Но потом уже спокойно поднял её и уставился на меня. В совершенно белых глазах-бельмах явно прочитывался великий гнев.
Он сделал один ко мне. Я испуганно отшатнулся в сторону, непроизвольно заметив, что обуви на нём практически не было: одно рваньё, всё наружу.
«Эй, Жан! Жан! Это я, я тебя поднял! – вдруг опять зазвенел голос первого старика. – А это просто Ваня, он по дурости своей здесь, наружи, остался».
Двухметровый дед, повязанный платком также двумя ушами на голове, в живописном и даже слегка демонстративном тряпье, сменил агрессию на неподдельную усталость, и удивительным голосом проговорил: «О, мон Дьё! Как они мне надоели! Что за уроды! Что за манеры! Что за повадки! Что за музыка! Признаюсь, я сам люблю барабан, но так лупить и в таком темпе!»
Я был слегка, мягко говоря, ошеломлён. Если в первом случае я мог ещё как-то идентифицировать голос, назвать хотя бы какие-то приблизительные аналогии для первого нищего, то для второго… Не было никакого смысла. Вербально просто невозможно было предать, как же можно было говорить на основе комбинаций таких звукосочетаний.

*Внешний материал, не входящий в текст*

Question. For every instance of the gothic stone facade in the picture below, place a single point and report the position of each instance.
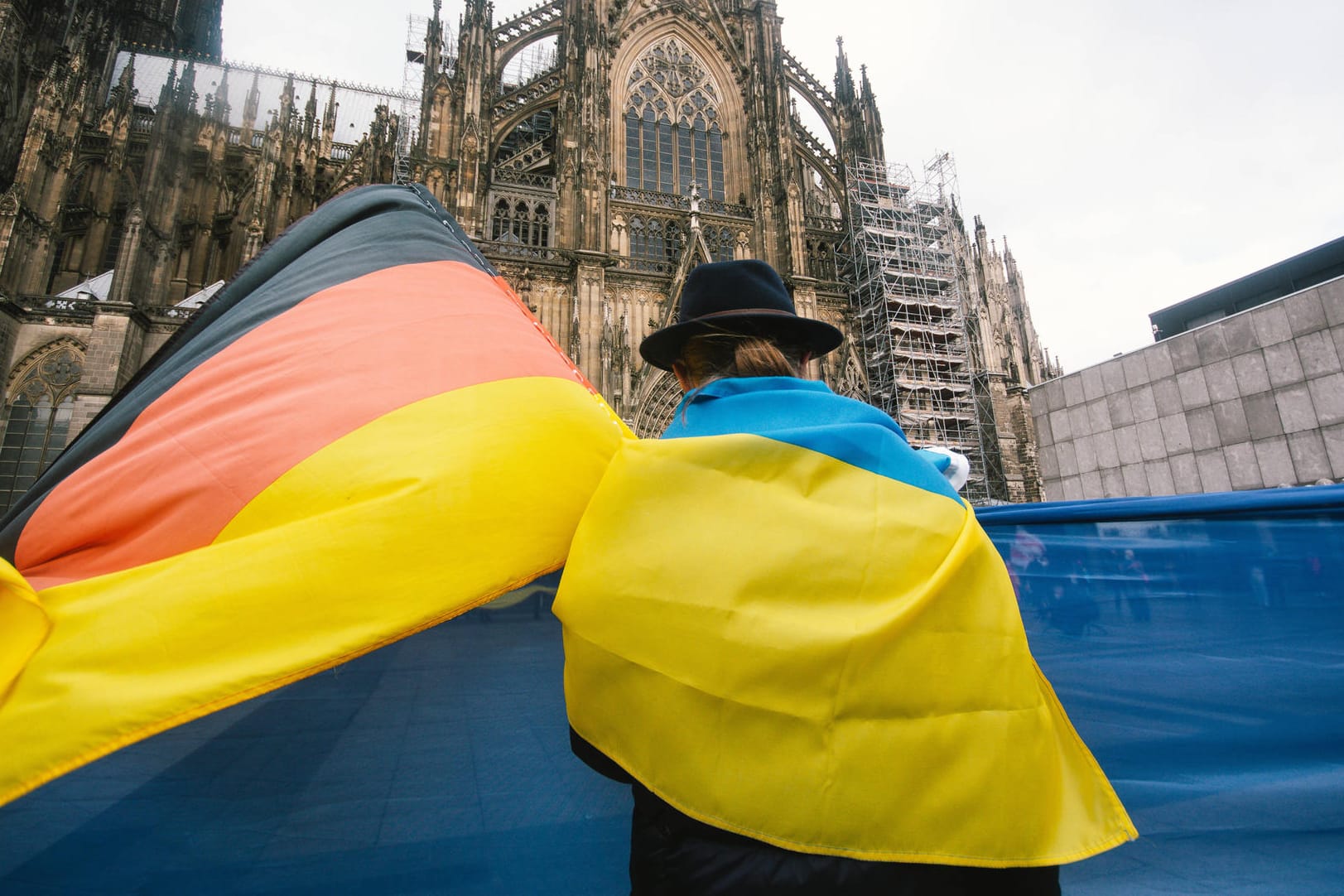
(595, 148)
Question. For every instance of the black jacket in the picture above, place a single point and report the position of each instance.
(673, 855)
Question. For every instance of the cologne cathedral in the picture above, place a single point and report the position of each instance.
(595, 149)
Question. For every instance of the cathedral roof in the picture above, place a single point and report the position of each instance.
(353, 116)
(96, 287)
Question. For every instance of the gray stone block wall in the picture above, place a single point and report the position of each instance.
(1247, 402)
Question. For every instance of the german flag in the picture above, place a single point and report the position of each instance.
(364, 434)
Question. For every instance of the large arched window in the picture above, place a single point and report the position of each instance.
(522, 222)
(38, 418)
(672, 135)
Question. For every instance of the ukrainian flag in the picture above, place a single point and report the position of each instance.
(364, 434)
(787, 625)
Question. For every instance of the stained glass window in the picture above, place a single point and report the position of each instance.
(38, 419)
(672, 137)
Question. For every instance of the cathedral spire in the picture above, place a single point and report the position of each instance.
(250, 106)
(170, 89)
(124, 94)
(845, 78)
(222, 97)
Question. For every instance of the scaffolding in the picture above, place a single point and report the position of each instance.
(908, 306)
(413, 84)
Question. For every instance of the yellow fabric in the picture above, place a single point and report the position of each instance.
(819, 658)
(23, 625)
(407, 522)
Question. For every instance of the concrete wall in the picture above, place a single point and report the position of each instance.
(1246, 402)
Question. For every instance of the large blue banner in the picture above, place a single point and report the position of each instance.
(1197, 643)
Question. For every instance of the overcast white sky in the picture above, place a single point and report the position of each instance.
(1134, 153)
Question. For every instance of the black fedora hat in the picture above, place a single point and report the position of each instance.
(737, 297)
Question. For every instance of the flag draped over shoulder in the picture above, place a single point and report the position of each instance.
(364, 434)
(807, 638)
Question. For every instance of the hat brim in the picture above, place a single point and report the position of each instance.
(816, 337)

«Ну, хорошо, пойдёмте, теперь уж к твоему. Этот-то совсем уже: не просто сыплется на ходу – сдувается», - сказал мне второй, двухметровый дед, а потом покровительственным тоном, не терпящим возражений, сказал мне: «Хватайся за меня». Я уцепился за его руку. А первый старик со звоном: «А я за тебя, я за тебя», уцепился за мой локоть. Так мы и пошли, видимо, смотрясь нелепо со стороны: такая лестница дураков. Я слегка гордился сознанием того, что понимаю каждое слово, произносимое этими странными стариками. А двухметровый старик продолжал: «Ганс, давай ещё и твоих старых вытащим, сходим к речке». («Надо же, имя  угадал», - с некоторым смущением подумал я). «Ганс» отмахнулся: «Да ну их. Они уж совсем говорить-то разучились. Стали кубиками, дураки старые. Кубики для коктейля!» – внезапно зазвенел он. «Ну, завёлся. – Проворчал второй старик. – Кажется, такие строгие, без глупостей».
«А я пользуюсь моментом! – внезапно оборвал смех «Ганс» и обиженно добавил: - Подожди, ещё пройдёт сорок – пятьдесят лет, буду  такой же, как ты, только хуже. А про тебя и говорить неохота: станешь ледяным зайцем навсегда».
И здесь я догадался, что мы еле ползём по проспекту в том самом первом направлении, то есть, на выход из города, в сторону леса. И вот мы уже вышли из города и подошли к той самой маленькой избушке, что стояла на краю города.
«Эй, главный, мы вот пришли», - сказал самый бойкий «Ганс», засунув голову в пролом, где должна быть дверь. В темноте заохали, раздался шорох, и вспыхнули две искорки.
«Пришли. И ты с ними. Говорил же тебе: беги! И время у тебя оставалось».
Слабый просвет, который насквозь пронизывал эту древнюю избушку-развалюху, вдруг потемнел, и «Ганс» быстро отступил к нам, убравшись с прохода. На условном пороге появилась мягкая, почти бесформенная фигура третьего старика. Лицо его почти нельзя было разобрать, только две искорки пронзительно ярко мерцали в темноте. Может быть, поэтому и нельзя было рассмотреть остальные черты лица. Кроме того, этого, третьего, всюду сопровождали ещё два огонька, где-то рядом с его головой. Эти бледно-голубые огоньки всегда были с ним, куда бы старик ни поворачивал голову.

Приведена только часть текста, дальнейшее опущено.